Wes Anderson used it in his film The Grand Budapest Hotel. This film is apparently based on the writings of Stefan Zweig, an Austrian writer whom I have read a bit of in German, with equal lack of comprehension, sadly. I really probably ought to stick to translations.
But there is something about that trapped feeling, atop a mountain. Lonely. Abandoned. Cold.
Living in Florida, this is not something that I regularly experience.
I imagine the Grand Hotel Abyss, in the passage above, as being similar to the sanatorium in the Magic Mountain, or to the hotels in Poirot and Wes Anderson’s film. Bleak, austere, clean to a fault. Much like snow itself might be, if it were a kind of interior decoration.
For fans of Edith Wharton or Agatha Christie, the Grand Hotel is a familiar place. A luxurious site with every imaginable convenience. Assuming you are of a certain class. The ones who can afford to pay.
Not a bad place to be stuck in, after all. To be entertained, to be wined and dined. These are not painful things. Why shouldn’t we want that for everyone?
Two things spring to mind.
The height of science
One, that the height of science does not always remain so. Those receiving an autism diagnosis today are just as subject to quackery as their tubercular predecessors. They are equally at the mercy of the latest “scientific” fads.
Whenever we, as a society, don’t understand a condition, our very ignorance seems to breed a multitude of bizarre and ingenious, and yet unproven, treatments, that rush to fill the void.
Not that all treatments lack merit. I mean only that we should be wary.
Two, that we sometimes apply the twin requirements of quarantine– isolation and exile–when there is no need. These conditions are indispensable in a health facility used to treat those with potentially infectious and deadly conditions.
But people who live with autism experience them too.
We tend to educate them separately, depending on their “severity”. We avoid close contact socially. We push them from our schools, our clubs, our churches, our civic groups and our entertainment venues.

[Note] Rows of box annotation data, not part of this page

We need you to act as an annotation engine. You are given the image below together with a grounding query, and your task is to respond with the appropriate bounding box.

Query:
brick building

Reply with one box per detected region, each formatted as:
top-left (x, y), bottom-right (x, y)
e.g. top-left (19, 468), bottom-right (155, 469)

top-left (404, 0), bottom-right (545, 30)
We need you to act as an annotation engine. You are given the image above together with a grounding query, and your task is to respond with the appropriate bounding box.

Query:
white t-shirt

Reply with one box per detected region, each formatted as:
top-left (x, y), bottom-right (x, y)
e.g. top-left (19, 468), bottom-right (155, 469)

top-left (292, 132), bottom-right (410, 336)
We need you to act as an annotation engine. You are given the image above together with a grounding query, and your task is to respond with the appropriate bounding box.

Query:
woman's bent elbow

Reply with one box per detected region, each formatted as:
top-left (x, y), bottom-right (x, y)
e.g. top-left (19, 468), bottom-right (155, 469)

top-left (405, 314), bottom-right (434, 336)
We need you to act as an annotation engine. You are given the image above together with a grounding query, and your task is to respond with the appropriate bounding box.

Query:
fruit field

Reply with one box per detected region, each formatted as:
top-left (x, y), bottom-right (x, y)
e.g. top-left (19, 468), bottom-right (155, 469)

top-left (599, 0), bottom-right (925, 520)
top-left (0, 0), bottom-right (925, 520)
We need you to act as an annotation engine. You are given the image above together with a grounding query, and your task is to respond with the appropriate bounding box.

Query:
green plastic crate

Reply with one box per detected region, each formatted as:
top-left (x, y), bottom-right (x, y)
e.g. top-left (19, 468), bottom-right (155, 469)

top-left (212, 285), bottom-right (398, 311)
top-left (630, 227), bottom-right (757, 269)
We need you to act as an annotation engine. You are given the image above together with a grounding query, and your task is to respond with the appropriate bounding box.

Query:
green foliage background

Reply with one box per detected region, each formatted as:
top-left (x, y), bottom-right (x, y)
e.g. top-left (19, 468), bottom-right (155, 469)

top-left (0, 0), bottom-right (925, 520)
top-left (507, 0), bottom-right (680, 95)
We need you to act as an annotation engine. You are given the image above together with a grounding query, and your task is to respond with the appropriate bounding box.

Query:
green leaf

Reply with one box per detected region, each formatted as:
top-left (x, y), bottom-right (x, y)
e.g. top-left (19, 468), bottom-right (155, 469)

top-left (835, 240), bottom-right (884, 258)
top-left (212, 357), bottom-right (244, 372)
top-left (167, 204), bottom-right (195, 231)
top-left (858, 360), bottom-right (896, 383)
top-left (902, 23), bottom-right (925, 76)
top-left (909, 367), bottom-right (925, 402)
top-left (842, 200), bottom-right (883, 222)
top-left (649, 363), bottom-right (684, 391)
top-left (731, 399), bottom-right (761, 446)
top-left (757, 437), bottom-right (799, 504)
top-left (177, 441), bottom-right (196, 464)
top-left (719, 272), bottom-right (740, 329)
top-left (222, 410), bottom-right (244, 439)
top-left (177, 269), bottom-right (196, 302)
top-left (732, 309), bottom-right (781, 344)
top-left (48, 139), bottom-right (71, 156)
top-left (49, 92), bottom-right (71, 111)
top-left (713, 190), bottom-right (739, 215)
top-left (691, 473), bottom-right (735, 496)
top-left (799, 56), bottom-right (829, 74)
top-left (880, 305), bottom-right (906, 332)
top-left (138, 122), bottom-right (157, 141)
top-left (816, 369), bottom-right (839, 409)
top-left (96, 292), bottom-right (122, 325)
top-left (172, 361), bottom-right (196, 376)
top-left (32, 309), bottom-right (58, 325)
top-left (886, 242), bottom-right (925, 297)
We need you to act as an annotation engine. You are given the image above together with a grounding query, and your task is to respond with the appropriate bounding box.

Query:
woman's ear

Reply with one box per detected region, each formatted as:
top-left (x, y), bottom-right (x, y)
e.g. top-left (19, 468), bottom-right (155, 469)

We blame their behavior. Or “poor fit”. Or lack of manpower. Or their parents.
Because we feel safer when they are in quarantine?
But autism is neither infectious nor deadly.
The sanatorium of the Magic Mountain may help describe the way people with autism and their families (as well as those with intellectual disabilities, mental illness, and many other conditions)feel. In much the same way, they are isolated or shunned by society. Or manipulated or bankrupted by popular medicine.
The Grand Hotel Abyss is of another type entirely.
The Grand Hotel Abyss, described above, does not, to my mind, house people with autism or their families at all.
The Grand Hotel Abyss is filled instead with self-congratulatory types who contemplate autism, write or speak their frivolous theories and insights, or develop irresponsible treatments. And then clink glasses in the warm dining room, while they enjoy another serenade.
Autism is not the hotel occupant.
It is the Abyss.
- Grander than the grandest hotel
- Cold, clear, serene
- Blindingly brilliant
But is the edge of the abyss “the edge of nothingness, of absurdity?”
Only if you don’t see, if you don’t really look. We thought in space there was nothing, too. What now seems absurd does not remain absurd indefinitely, just as science often does not remain science. We must be patient. And perhaps, in time, we will understand.
As I sit in the dining room, writing this, the waiter comes. And it’s true.
Contemplating the abyss—the food really does taste better!